There was also the formation of the artisan and trade class, and thus the bazaar core, which spread the influence on the economic and social development of the whole of Resava.

Milosav conducted out-of-court adjudication of civil cases until the beginning of the work of the district court of the Ćuprija nahiya on January 1, 1825, with its seat in Svilajnac.

[7] Although Prince Miloš Obrenović and Marashli Ali Pasha agreed to form a joint Serbian-Turkish administration, some spahis continued to act arbitrarily.

In one of them, among other things, he says: We, the undersigned, humbly beg you and hand over the lawsuit, to do you a great favour and to report to the honourable vizier, for the sake of Vranjalija, Ibrahim Spahija, to lift him from here from Ćuprija ...Thus, Prince Milosav later tried to regulate many Serbian-Turkish issues, relying on Milosev's diplomacy.

According to Resava, Milosav, among other things, collected foxes, skunks and rabbit skins for him, which Milos needed for the Belgrade vizier.

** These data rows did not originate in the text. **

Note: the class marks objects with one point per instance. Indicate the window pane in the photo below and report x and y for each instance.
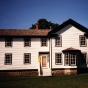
(82, 40)
(8, 42)
(58, 57)
(58, 41)
(27, 42)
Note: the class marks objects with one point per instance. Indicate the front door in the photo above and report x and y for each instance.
(44, 61)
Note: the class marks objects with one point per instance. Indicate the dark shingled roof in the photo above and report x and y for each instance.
(72, 22)
(70, 49)
(24, 32)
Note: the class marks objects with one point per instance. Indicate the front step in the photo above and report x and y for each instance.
(46, 72)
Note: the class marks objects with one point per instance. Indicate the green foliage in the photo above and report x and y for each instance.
(44, 24)
(60, 81)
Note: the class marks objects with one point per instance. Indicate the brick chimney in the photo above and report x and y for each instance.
(36, 26)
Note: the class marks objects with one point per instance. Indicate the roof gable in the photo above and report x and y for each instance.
(72, 22)
(24, 32)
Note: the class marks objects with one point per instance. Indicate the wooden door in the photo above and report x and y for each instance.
(44, 61)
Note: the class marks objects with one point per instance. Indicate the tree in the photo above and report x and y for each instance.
(44, 24)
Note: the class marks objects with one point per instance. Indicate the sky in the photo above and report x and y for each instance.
(21, 14)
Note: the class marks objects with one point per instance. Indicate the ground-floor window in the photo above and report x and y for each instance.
(70, 58)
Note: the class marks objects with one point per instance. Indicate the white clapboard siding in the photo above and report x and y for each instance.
(18, 51)
(70, 38)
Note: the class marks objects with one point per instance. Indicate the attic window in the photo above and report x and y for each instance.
(43, 41)
(82, 39)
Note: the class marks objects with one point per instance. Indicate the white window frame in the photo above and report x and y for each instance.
(43, 42)
(70, 57)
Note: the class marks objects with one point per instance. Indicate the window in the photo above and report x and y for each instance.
(43, 41)
(8, 42)
(66, 58)
(27, 58)
(27, 42)
(58, 41)
(83, 58)
(58, 58)
(70, 58)
(82, 40)
(8, 59)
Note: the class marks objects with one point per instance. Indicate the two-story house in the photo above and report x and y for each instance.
(63, 50)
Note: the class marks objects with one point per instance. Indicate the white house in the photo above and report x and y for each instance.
(63, 50)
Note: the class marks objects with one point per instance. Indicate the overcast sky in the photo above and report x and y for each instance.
(23, 13)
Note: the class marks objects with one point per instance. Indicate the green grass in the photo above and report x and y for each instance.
(60, 81)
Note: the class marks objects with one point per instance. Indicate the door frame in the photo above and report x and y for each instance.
(45, 60)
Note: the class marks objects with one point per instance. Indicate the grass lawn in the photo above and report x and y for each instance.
(60, 81)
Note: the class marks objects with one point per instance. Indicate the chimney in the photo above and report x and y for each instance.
(36, 26)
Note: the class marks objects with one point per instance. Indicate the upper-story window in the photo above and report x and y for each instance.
(58, 41)
(43, 41)
(70, 58)
(8, 42)
(27, 42)
(82, 40)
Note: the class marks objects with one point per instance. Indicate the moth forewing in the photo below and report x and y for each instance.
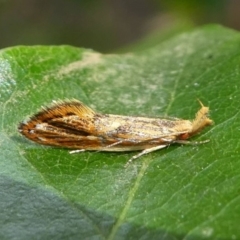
(73, 125)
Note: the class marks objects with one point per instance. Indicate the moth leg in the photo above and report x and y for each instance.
(77, 151)
(145, 151)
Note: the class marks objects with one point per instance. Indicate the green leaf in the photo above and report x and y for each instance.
(181, 192)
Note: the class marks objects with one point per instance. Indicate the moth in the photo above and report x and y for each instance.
(71, 124)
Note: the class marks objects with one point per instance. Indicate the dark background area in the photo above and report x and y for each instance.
(106, 25)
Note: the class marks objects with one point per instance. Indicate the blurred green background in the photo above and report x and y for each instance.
(106, 25)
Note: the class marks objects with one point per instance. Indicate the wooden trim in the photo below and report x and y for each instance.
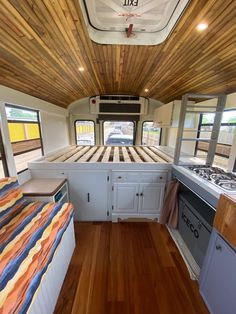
(3, 156)
(37, 187)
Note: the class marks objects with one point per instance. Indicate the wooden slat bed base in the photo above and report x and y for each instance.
(153, 155)
(68, 155)
(135, 155)
(105, 154)
(116, 157)
(125, 154)
(57, 155)
(76, 156)
(97, 155)
(161, 154)
(145, 156)
(89, 153)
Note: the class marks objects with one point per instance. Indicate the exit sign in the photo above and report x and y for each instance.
(130, 3)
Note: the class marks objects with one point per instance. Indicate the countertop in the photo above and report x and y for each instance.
(47, 187)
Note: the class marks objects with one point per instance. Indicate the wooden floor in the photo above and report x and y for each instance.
(127, 268)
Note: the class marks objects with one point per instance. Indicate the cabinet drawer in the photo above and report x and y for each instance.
(139, 177)
(153, 177)
(132, 177)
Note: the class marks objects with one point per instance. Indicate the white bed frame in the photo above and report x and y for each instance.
(46, 296)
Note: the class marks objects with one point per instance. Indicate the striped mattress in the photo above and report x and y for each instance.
(29, 235)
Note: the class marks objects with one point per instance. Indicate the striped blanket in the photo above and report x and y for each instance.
(29, 235)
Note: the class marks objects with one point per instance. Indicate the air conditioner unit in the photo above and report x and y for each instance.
(118, 105)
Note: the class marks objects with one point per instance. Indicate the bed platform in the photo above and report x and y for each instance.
(108, 154)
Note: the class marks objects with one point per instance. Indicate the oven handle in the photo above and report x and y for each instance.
(174, 177)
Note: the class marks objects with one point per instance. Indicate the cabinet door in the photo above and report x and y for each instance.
(125, 197)
(218, 280)
(89, 194)
(163, 115)
(151, 197)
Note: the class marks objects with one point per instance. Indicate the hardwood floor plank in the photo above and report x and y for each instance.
(128, 267)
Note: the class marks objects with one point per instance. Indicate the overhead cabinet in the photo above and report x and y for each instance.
(163, 115)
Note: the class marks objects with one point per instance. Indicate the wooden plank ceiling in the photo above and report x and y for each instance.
(43, 42)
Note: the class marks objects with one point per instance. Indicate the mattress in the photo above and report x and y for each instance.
(28, 242)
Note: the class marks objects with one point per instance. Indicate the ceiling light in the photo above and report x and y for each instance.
(202, 26)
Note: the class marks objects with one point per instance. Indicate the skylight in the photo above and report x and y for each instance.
(131, 22)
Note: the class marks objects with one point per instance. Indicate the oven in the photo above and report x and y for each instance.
(201, 187)
(195, 223)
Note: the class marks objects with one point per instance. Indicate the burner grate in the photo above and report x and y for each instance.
(217, 176)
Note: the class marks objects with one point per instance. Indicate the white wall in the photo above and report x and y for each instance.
(54, 124)
(55, 132)
(80, 110)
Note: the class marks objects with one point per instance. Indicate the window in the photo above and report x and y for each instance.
(225, 140)
(3, 163)
(85, 132)
(25, 135)
(118, 133)
(150, 134)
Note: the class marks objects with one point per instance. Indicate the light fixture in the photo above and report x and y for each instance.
(202, 26)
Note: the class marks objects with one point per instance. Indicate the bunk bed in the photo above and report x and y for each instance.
(36, 244)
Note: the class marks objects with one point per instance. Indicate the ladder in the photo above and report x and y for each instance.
(188, 107)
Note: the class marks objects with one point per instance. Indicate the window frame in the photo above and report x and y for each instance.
(89, 120)
(200, 124)
(109, 120)
(3, 156)
(142, 132)
(7, 105)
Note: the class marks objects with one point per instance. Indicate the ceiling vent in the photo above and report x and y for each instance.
(118, 105)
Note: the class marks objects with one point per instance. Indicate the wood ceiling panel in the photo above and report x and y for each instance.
(43, 42)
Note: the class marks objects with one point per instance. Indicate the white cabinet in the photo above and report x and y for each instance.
(151, 197)
(137, 194)
(125, 197)
(163, 115)
(89, 194)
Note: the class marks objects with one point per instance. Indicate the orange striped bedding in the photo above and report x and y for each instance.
(28, 240)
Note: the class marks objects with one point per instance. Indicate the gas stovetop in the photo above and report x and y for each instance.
(217, 176)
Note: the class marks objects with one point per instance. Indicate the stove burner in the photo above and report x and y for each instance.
(227, 185)
(217, 176)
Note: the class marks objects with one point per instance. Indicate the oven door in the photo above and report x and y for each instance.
(193, 230)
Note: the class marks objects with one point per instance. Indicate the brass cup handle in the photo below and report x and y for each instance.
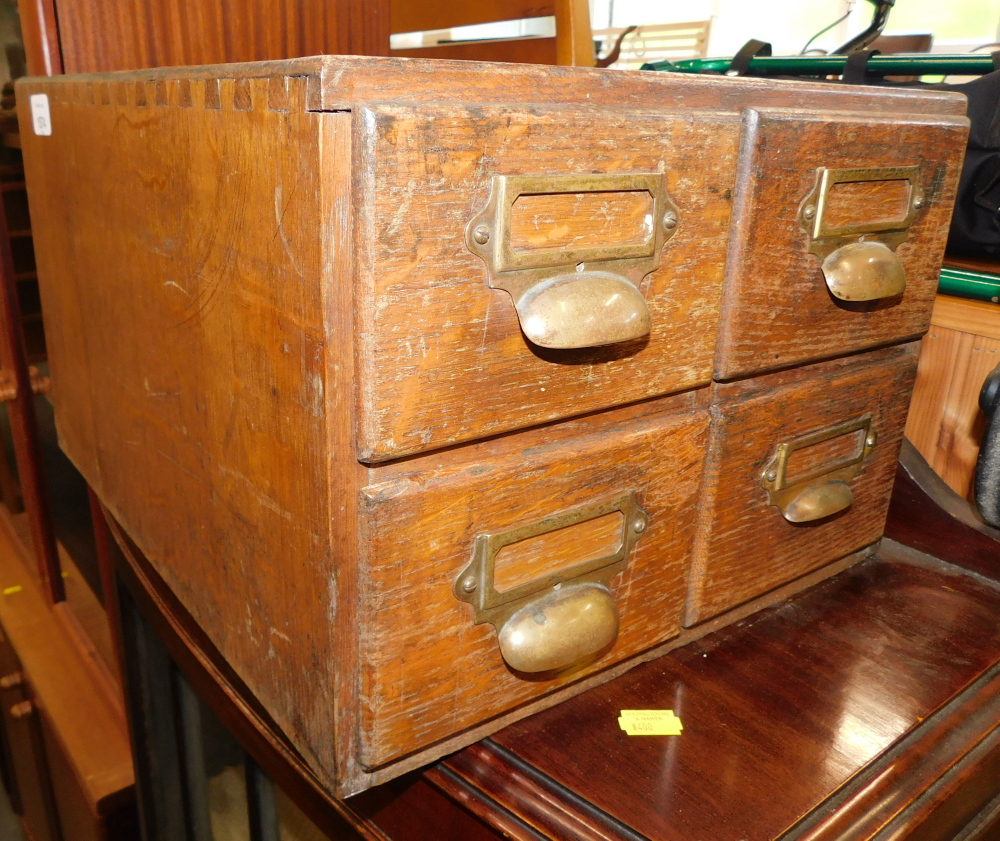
(574, 297)
(561, 619)
(858, 260)
(823, 491)
(564, 627)
(864, 271)
(22, 709)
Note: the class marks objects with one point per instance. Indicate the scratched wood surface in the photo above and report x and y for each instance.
(441, 355)
(197, 411)
(745, 546)
(777, 310)
(427, 670)
(946, 424)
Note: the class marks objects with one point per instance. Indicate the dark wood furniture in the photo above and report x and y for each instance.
(865, 707)
(297, 398)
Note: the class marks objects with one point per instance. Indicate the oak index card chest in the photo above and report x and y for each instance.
(438, 392)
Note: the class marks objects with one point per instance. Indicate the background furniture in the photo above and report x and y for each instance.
(572, 44)
(655, 42)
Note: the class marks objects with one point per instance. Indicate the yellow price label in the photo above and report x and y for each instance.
(650, 723)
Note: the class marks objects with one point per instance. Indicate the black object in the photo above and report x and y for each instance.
(975, 225)
(863, 39)
(988, 465)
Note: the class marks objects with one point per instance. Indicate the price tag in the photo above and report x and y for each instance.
(650, 723)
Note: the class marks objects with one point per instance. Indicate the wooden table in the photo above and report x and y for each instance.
(866, 707)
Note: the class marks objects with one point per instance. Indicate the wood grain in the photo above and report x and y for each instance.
(441, 355)
(945, 423)
(779, 712)
(978, 317)
(445, 14)
(745, 546)
(103, 35)
(777, 310)
(422, 654)
(234, 327)
(90, 731)
(555, 551)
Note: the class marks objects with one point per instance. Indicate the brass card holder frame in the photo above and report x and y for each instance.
(859, 260)
(573, 297)
(559, 619)
(824, 491)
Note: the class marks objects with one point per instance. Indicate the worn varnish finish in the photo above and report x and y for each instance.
(441, 355)
(777, 308)
(247, 342)
(745, 545)
(863, 708)
(945, 423)
(419, 524)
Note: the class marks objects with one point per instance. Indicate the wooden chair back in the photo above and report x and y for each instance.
(656, 42)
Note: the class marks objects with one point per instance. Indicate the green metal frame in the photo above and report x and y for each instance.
(966, 284)
(833, 65)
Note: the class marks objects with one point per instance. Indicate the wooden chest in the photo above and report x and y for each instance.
(438, 392)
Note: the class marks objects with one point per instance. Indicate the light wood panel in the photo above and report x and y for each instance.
(945, 423)
(777, 310)
(98, 35)
(91, 733)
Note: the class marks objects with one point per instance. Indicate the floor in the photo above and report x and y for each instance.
(10, 824)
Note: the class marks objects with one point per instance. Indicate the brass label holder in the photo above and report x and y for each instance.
(823, 491)
(573, 297)
(859, 260)
(559, 619)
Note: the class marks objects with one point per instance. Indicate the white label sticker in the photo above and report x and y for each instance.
(41, 121)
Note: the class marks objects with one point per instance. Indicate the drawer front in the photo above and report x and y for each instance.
(798, 474)
(839, 227)
(478, 227)
(492, 580)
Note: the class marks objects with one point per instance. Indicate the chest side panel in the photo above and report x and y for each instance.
(442, 356)
(180, 262)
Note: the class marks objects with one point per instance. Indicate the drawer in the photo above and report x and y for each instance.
(798, 473)
(456, 547)
(839, 227)
(570, 206)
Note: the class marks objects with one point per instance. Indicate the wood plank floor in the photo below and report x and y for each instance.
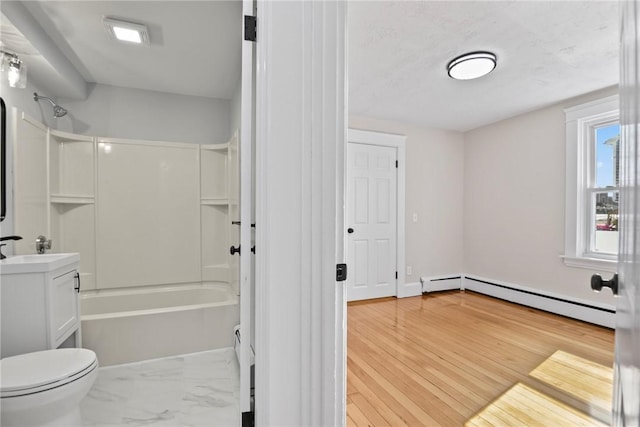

But despite their good relations, Milos often changed Milosav's duties, so that he was: a duke, a Nahija prince, a people's judge and finally a member of the State Council.

At the end of 1823, Miloš founded the Great People's Court in Kragujevac, and soon the Belgrade Magistrate, whose president he first appointed Miloje Todorović, and then Milosav Zdravković.

However, he remained in that position for only half a year, because in the fall of 1826, the prince reappointed him as a member of the Great People's Court in Kragujevac.

[3] Since he did not want to rule according to the Turkish constitution, Prince Miloš abdicated in 1839, leaving the throne to his son Milan Obrenović, who was on his deathbed.

After Milan's death, the new prince of Serbia became Miloš's younger son Mihailo Obrenović, who immediately began to persecute many important Serbs.

Milosav Zdravković stood by the leaders of the Constitutional Defender's Party, led by Toma Vučić-Perišić, Avram Petronijević, brothers Stojan and Aleksa Simić, Ilija Garašanin and others.

When the news reached the ombudsman in 1843 that a revolt was being prepared in Smederevo and that there was a real possibility that Obrenović's emigration would enter Serbia, Toma Vučić-Perišić reacted quickly.

Fearing that 2,000 policemen would not arrive in time from Smederevo from Kragujevac, where the headquarters of the ombudsman police were located, Toma ordered 300 infantrymen of the People's Army and 250 regular soldiers with two cannons to be sent there from Belgrade, as well as one captain with 200-strong cavalry.

[8] Milosav had great wealth in his possession, which consisted of numerous meadows, forests, fields, watermills, shops, as well as a lot of money and gold coins.